Archiwum Polityki

Dynamika małej grupy

Obywatelskie Stowarzyszenia Uwłaszczeniowe to niezwykle frapująca organizacja. Jej twórca poseł Adam Biela zapewnia, że to po prostu spontaniczny ruch społeczny zwolenników powszechnego uwłaszczenia. Szeregowi członkowie są przekonani, że zaangażowani są w misję ochrony majątku narodowego przed grabieżą. Jednak w relacji wielu osób stowarzyszenia są przede wszystkim prywatnym zapleczem polityczno-gospodarczym Bieli.

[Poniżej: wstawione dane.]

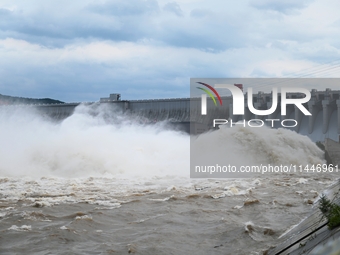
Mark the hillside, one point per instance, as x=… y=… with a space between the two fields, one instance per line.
x=4 y=100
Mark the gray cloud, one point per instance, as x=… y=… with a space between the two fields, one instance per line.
x=173 y=7
x=83 y=50
x=287 y=6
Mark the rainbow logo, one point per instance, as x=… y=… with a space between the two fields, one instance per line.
x=209 y=93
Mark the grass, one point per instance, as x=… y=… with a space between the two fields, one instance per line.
x=331 y=211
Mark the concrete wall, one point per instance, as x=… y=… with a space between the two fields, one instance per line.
x=324 y=106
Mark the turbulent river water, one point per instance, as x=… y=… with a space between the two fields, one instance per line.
x=101 y=184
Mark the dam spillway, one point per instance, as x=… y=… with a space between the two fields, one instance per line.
x=186 y=112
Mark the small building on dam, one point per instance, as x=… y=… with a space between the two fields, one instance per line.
x=186 y=113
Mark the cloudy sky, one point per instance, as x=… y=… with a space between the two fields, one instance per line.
x=82 y=50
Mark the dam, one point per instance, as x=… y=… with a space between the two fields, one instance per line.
x=185 y=113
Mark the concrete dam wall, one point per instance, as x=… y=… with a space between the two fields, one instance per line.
x=186 y=112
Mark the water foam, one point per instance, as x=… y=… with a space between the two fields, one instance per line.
x=95 y=141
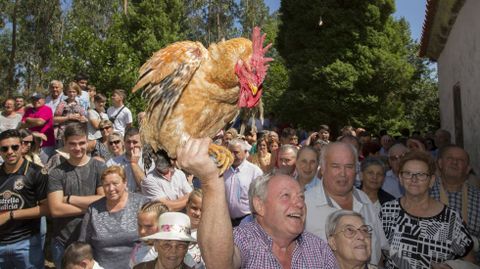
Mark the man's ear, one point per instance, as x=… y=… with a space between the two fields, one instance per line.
x=258 y=206
x=332 y=243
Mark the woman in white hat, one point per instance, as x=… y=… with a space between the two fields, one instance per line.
x=171 y=242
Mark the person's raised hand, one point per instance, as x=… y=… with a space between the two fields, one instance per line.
x=193 y=157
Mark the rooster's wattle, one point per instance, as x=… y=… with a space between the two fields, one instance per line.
x=195 y=92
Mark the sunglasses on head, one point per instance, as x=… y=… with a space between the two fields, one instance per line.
x=6 y=148
x=116 y=142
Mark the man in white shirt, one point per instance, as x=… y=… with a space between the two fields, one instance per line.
x=336 y=191
x=237 y=181
x=131 y=160
x=55 y=96
x=167 y=184
x=84 y=98
x=391 y=184
x=118 y=113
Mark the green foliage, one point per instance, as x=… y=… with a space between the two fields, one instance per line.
x=111 y=56
x=357 y=68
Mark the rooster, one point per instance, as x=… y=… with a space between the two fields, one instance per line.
x=195 y=92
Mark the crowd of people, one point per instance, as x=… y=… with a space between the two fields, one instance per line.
x=75 y=172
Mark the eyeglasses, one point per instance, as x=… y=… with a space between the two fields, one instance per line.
x=6 y=148
x=167 y=246
x=116 y=142
x=350 y=231
x=395 y=157
x=419 y=176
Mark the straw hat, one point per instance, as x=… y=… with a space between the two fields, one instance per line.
x=172 y=226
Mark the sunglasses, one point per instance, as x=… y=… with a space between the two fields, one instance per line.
x=116 y=142
x=6 y=148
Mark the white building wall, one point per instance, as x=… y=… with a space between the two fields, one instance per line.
x=460 y=62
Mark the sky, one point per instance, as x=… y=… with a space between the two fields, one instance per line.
x=412 y=10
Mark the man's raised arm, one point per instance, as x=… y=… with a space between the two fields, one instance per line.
x=215 y=234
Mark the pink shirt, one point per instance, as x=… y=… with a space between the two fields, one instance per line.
x=45 y=113
x=237 y=183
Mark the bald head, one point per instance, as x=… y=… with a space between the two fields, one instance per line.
x=442 y=138
x=339 y=166
x=395 y=153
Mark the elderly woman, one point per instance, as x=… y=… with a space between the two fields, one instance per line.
x=262 y=157
x=350 y=239
x=100 y=148
x=421 y=231
x=9 y=119
x=194 y=212
x=171 y=242
x=115 y=144
x=147 y=220
x=110 y=224
x=372 y=176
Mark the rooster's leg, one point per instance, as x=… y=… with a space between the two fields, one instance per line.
x=222 y=155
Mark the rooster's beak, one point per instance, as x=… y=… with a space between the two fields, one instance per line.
x=253 y=88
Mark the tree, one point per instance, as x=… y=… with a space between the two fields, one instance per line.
x=252 y=13
x=353 y=68
x=111 y=56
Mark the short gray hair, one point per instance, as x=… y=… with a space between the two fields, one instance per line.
x=53 y=82
x=334 y=218
x=258 y=188
x=238 y=142
x=369 y=161
x=288 y=147
x=326 y=149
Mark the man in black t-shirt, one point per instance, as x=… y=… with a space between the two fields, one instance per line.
x=23 y=188
x=72 y=186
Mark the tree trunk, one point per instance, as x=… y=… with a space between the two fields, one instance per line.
x=11 y=69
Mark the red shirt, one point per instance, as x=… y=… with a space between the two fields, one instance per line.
x=45 y=113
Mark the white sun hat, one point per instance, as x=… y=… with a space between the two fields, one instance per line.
x=172 y=226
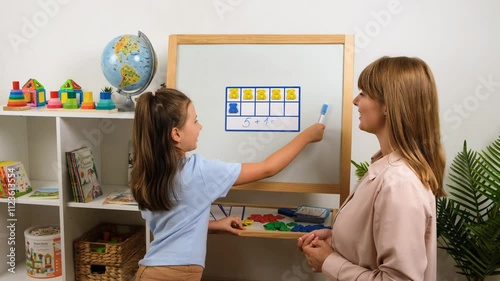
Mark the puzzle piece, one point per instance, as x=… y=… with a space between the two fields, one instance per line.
x=290 y=94
x=276 y=94
x=234 y=93
x=247 y=94
x=233 y=108
x=261 y=94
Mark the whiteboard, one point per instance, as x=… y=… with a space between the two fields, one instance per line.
x=253 y=94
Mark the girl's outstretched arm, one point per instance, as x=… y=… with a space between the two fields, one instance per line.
x=273 y=164
x=228 y=224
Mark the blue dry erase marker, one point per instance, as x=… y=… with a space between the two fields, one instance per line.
x=323 y=113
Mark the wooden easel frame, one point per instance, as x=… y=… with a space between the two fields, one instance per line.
x=343 y=187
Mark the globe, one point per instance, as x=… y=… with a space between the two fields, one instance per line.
x=129 y=64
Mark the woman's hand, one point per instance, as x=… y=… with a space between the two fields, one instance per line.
x=228 y=224
x=314 y=133
x=316 y=253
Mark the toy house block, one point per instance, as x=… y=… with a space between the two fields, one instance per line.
x=34 y=93
x=71 y=86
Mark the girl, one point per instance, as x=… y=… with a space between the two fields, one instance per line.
x=386 y=229
x=174 y=192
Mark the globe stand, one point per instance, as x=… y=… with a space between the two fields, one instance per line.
x=147 y=54
x=128 y=105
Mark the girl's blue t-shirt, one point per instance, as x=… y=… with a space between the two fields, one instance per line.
x=180 y=234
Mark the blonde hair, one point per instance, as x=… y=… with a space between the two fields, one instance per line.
x=156 y=159
x=407 y=88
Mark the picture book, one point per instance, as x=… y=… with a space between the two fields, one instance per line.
x=123 y=197
x=130 y=159
x=45 y=193
x=13 y=174
x=83 y=175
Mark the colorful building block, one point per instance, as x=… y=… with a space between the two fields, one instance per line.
x=105 y=102
x=88 y=101
x=34 y=93
x=54 y=101
x=68 y=87
x=17 y=100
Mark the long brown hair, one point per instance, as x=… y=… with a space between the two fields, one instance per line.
x=156 y=159
x=407 y=88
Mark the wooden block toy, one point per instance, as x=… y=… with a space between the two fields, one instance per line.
x=34 y=93
x=68 y=87
x=88 y=101
x=105 y=102
x=54 y=101
x=71 y=102
x=17 y=100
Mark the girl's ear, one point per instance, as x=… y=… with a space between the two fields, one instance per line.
x=176 y=136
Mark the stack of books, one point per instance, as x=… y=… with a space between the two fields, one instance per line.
x=83 y=175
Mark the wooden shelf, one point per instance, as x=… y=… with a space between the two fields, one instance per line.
x=21 y=275
x=44 y=112
x=98 y=202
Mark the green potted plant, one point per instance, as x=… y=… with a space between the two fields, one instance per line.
x=468 y=223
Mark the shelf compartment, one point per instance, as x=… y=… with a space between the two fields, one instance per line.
x=98 y=202
x=257 y=228
x=35 y=184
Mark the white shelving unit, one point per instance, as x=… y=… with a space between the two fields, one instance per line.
x=39 y=138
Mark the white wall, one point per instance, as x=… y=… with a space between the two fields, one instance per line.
x=53 y=40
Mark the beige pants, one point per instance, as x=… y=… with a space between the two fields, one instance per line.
x=173 y=273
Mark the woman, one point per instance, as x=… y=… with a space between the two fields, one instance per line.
x=386 y=229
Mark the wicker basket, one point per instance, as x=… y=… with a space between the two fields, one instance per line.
x=90 y=248
x=125 y=272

Prof. Adam Biela, pracownik naukowy KUL, poseł AWS, jest niewątpliwie ojcem ruchu uwłaszczeniowego. Opierając się na wywodzącym się jeszcze z 1988 r. pomyśle przekazania Polakom w darowiźnie mienia państwowego, 6 lat temu psycholog przemysłowy Biela opracował „Główne tezy i zarys koncepcji projektu ustawy o uwłaszczeniu obywateli majątkiem narodowym”. Dokument ten stał się później jednym z filarów kampanii wyborczej jego formacji politycznej, dał początek stowarzyszeniom uwłaszczeniowym oraz znacząco przyczynił się do jego własnej kariery politycznej.

Aby jednak do tego doszło, w 1994 r. na kierowanym wówczas przez Bielę Wydziale Nauk Społecznych KUL musiał powstać niebanalny kierunek studiów, nazwany menedżersko-związkowym. Do dziś zwykłemu śmiertelnikowi niełatwo dostać się do tej swoistej kuźni kadr. Preferowani są kandydaci należący do Solidarności, dopiero w dalszej kolejności rozpatrywane są podania abiturientów szkół średnich. Krzysztof Pużyk, związkowiec i specjalista do spraw BHP w jednym z białostockich przedsiębiorstw, pamięta, jak w 1995 r. przyjechał do Lublina Marian Krzaklewski i ustalił z władzami KUL otwarcie tego kierunku. – Cały czas było nam mówione: studiujcie, studiujcie, będziecie awansować. Fakt, niektórzy moi koledzy zaszli bardzo wysoko – w telewizji ich oglądam. Było też wielu takich, co na nich już od początku czekały posady dyrektorskie w dużych spółkach.

Dla związkowców sam fakt otrzymania indeksu na lubelskim uniwersytecie wiązał się z dużym prestiżem. Nowoczesny program zajęć dawał niepowtarzalną możliwość zgłębienia obszarów wiedzy, które dla zwykłego działacza pozostają niedostępne: zarządzanie zasobami ludzkimi, gry kierownicze, psychologia społeczna, public relations czy warsztaty radiowe i telewizyjne.